On Mon, 2003-03-17 at 05:33, Victor Yegorov wrote:
> Hello.
>
> I was speaking with my colleague about PostgreSQL maintenance and he
> asked
> me a question which I wasn't able to answer.
>
> Is it possible to make a full DB backup (one database, say 'test')
> online
> and be sure, that after restoring it it'll contain ALL and ONLY data at
> the
> time of backuping routine start.
>
> I want to be sure, that nothing additional will get into dump after I'll
> start pg_dump.
>
> Is this possible? Or, may be, such behaviour is on by default (I
> didn't find anything concerning my problem in the docs about pg_dump).
>
> Thank you.
>
> --
>
> Victor Yegorov




Re: DB archiving

From
Victor Yegorov
Date:
* Robert Treat <xzilla@users.sourceforge.net> [17.03.2003 16:49]:
> This is exactly the way pg_dump works. Essentially when you pg_dump, you
> get a "snapshot" of your database at the moment you start pg_dump. While
> other transaction can be occuring during your dump, the dump wont see
> them thanks to MVCC.
>

I see, thank you.

One more thing. I still cannot find any info on HOW pg_dump locks data it
is going to backup. Is this described somewhere in the manual? (I've found
nothing neither in "Concurency Control" nor in pg_dump description).
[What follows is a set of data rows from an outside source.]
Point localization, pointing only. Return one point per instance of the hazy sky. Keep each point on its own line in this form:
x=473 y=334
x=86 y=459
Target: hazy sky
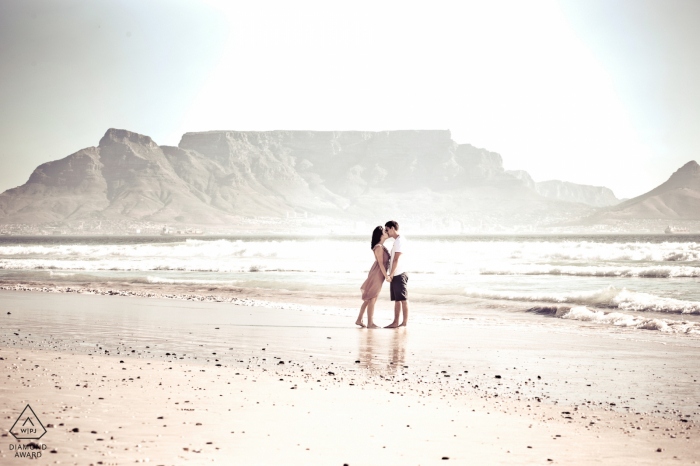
x=594 y=92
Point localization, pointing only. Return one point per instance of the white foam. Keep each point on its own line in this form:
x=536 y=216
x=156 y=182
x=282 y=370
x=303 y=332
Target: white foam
x=610 y=297
x=619 y=319
x=656 y=271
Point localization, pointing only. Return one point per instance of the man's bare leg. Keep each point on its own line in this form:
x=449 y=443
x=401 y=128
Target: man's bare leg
x=397 y=311
x=370 y=313
x=362 y=314
x=404 y=306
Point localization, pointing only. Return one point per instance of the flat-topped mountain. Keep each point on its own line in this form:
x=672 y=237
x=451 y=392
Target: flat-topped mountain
x=596 y=196
x=676 y=199
x=217 y=176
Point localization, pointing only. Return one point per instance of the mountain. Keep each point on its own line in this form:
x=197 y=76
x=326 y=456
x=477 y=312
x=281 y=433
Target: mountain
x=596 y=196
x=676 y=199
x=216 y=177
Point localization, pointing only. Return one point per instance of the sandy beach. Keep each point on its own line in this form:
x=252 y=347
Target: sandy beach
x=203 y=382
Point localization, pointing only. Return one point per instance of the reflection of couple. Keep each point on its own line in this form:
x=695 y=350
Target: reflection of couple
x=389 y=267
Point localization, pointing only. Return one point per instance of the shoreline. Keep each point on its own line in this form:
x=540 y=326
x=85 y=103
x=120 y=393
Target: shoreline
x=297 y=380
x=680 y=329
x=178 y=411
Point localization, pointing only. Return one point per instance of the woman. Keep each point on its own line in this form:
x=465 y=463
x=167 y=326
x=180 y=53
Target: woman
x=377 y=275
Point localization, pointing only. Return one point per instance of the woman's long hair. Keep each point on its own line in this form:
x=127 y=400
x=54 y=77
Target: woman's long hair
x=377 y=235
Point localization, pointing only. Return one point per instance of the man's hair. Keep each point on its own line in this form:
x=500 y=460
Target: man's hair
x=392 y=224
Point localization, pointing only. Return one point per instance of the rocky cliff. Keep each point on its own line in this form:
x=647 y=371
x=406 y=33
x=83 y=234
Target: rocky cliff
x=596 y=196
x=215 y=177
x=676 y=199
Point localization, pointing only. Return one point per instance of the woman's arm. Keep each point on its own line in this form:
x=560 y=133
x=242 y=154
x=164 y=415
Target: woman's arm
x=379 y=254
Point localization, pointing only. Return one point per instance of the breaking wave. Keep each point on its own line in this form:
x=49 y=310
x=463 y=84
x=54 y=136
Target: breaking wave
x=619 y=319
x=610 y=297
x=661 y=271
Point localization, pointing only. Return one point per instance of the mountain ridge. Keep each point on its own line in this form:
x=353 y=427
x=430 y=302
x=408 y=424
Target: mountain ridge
x=216 y=177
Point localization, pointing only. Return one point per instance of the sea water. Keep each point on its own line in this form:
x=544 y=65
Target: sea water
x=637 y=282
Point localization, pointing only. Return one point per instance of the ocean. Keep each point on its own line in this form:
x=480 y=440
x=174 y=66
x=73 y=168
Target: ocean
x=634 y=284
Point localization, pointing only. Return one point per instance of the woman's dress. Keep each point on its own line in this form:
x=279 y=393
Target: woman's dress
x=373 y=285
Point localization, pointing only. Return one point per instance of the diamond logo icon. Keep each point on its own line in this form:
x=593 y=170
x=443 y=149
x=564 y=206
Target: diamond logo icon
x=28 y=426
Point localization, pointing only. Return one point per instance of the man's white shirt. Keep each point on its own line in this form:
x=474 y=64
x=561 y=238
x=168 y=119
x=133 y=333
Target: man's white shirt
x=399 y=246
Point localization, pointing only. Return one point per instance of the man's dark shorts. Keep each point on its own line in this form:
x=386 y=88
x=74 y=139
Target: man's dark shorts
x=398 y=287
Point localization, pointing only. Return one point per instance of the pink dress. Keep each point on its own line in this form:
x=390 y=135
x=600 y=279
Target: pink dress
x=373 y=285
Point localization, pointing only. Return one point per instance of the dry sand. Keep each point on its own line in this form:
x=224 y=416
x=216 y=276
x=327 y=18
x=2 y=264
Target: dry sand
x=396 y=406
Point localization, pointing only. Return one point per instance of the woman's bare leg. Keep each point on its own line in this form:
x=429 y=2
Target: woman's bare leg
x=362 y=314
x=370 y=313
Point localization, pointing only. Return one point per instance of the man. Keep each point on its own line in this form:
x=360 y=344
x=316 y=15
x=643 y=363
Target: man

What I'd like is to understand the algorithm. I know how backuping is
realized in ORACLE, and I'm sure there, that when I start it, lock is set on
entire tablespace (it's put in readonly mode), so I'm shure, that nothing
will get there.

In PostgreSQL I don't know how lock is aquired. I'm trying to avoid
situations, like (assumption): lock is aquired on 'per table' level and
while first table in the list is locked, last one is being updated, so -
my db won't be consistent after backup.

Thanks in advance.

--

Victor Yegorov

Attachment

Re: DB archiving

From
Tom Lane
Date:
Victor Yegorov <viy@pirmabanka.lv> writes:
> One more thing. I still cannot find any info on HOW pg_dump locks data it
> is going to backup.

It doesn't.  Well, it does take a reader's lock (AccessShareLock) on
each table it intends to back up, but that's essentially just preventing
the table from being dropped completely.  The individual data rows need
not be locked.  pg_dump does the whole dump as a single transaction, so
it can rely on MVCC semantics to give it a consistent picture of the
data in every table.  Basically, it doesn't "see" changes that commit
after its transaction starts.  See the discussion of MVCC.